As a final project for the New Frontiers – AR/VR in Practice course, my teammates and I designed and developed a demo of the game Candy Finder, a VR single-player casual game for stress-relieving and mood improvement. The initial challenge was to ideate a short demo of a VR application for the Google Cardboard VR headset and develop it using Unity in a 7-week period.

Academic project completed for the New Frontiers – AR/VR in Practice course. Master of Digital Media, Toronto Metropolitan University.
ROLE
Research, user experience and interaction design
TEAM MEMBERS
Maria Camila Bohorquez and Aline Nguyen
TOOLS
Unity
YEAR
2020

Overview

Now more than ever different generations are turning to technology as a source of relief from emotional distress and constructive entertainment. After doing some research, we learned casual video games help reduce anger, depression, and tension more effectively than other leisure activities when used moderately. Games offer a high level of cognitive absorption called flow, where players experience a deep focus on the challenge and no conscious awareness of competing thoughts or emotions.

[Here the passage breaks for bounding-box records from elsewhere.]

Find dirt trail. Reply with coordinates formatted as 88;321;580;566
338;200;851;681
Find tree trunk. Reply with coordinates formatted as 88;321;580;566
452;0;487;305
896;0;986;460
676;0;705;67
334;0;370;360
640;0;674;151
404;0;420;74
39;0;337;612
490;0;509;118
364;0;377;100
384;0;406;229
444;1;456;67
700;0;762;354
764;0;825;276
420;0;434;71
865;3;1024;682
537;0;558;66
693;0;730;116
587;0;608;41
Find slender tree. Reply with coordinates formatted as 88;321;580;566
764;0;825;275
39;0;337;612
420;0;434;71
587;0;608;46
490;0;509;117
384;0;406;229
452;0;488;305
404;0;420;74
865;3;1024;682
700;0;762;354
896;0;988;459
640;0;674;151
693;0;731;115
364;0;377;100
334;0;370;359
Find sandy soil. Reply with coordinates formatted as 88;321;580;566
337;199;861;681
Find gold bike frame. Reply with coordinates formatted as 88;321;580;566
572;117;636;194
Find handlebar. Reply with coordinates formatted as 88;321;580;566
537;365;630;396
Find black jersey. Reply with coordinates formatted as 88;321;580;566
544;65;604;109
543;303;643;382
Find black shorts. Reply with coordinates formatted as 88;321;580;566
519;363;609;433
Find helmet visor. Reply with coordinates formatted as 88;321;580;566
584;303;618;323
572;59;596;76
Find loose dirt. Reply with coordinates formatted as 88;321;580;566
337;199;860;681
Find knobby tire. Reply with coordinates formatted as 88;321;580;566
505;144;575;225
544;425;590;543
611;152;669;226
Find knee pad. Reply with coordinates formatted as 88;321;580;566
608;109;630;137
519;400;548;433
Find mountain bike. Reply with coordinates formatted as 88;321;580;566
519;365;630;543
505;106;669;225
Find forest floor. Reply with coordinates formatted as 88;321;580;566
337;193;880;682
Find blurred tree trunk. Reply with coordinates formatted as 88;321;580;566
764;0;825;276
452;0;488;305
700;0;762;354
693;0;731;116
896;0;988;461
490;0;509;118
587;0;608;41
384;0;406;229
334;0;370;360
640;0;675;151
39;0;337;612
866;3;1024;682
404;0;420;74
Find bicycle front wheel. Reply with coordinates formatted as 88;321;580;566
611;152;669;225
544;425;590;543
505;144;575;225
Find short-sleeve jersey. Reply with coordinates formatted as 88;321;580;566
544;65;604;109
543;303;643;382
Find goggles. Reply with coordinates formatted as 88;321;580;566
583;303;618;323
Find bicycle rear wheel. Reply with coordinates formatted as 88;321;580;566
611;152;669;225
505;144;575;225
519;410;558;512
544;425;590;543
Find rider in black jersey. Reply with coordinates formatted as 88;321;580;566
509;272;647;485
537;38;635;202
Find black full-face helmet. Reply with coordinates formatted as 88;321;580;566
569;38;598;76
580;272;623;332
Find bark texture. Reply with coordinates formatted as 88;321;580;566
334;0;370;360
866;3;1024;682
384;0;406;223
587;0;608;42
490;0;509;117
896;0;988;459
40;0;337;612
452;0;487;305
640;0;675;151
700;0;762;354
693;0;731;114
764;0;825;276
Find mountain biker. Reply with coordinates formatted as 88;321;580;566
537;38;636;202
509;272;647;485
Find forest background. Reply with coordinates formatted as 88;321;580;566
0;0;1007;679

We decided to create a casual game for VR that supported mental health and relaxation using this principle. The goal was to create a prototype of a VR experience that incorporated the feeling of delving into a virtual space with a positive, easy-going motif, and a single instruction on a repetitive task, hoping to help the user achieve a state of flow that would bring joy and tranquility.

Ideation and prototyping

Our first proposal consisted of a completely white world where the player throws paint at white mystery objects coming at him using a paintball gun. The paint reveals if they are “desired” or “undesired” objects. The user has to catch the desired objects and avoid the undesired ones.

Brainstorming session

First prototype: storyboards

Feedback from our peers included simplifying the experience, and focusing on generating a flow feeling through low-effort tasks (finding objects at gaze) that generate high rewards (achieved with pleasant sounds, particle effects and points).

We developed a second prototype in Unity using simple shapes, where all objects are initially white and reveal their color only when the player gazes at them. The user must find a collect the golden shapes 

Second Prototype in Unity

User testing concluded the white objects were too hard to find in the environment, but the overall experience was satisfactory.

With this in mind, we developed a final prototype in Unity incorporating colors. The game is set in a fictional world made of candy where the goal is to find and catch the golden candies among the many candy shapes present in the environment. When gazed at, candies can be either golden candies or regular candies.

In Challenge Mode, the player must find and collect eight golden candies in thirty seconds. In Zen mode, the player can catch as many candies as he wants without a time limit.

User feedback helped us refine the user interface to make it easier to navigate with only one button. We located the main menu in the 3D environment so it would be always available.

We added a consistent set of feedback rules in the game UI, additional visuals to clearly show the user the timer started and ended, and general feedback messages.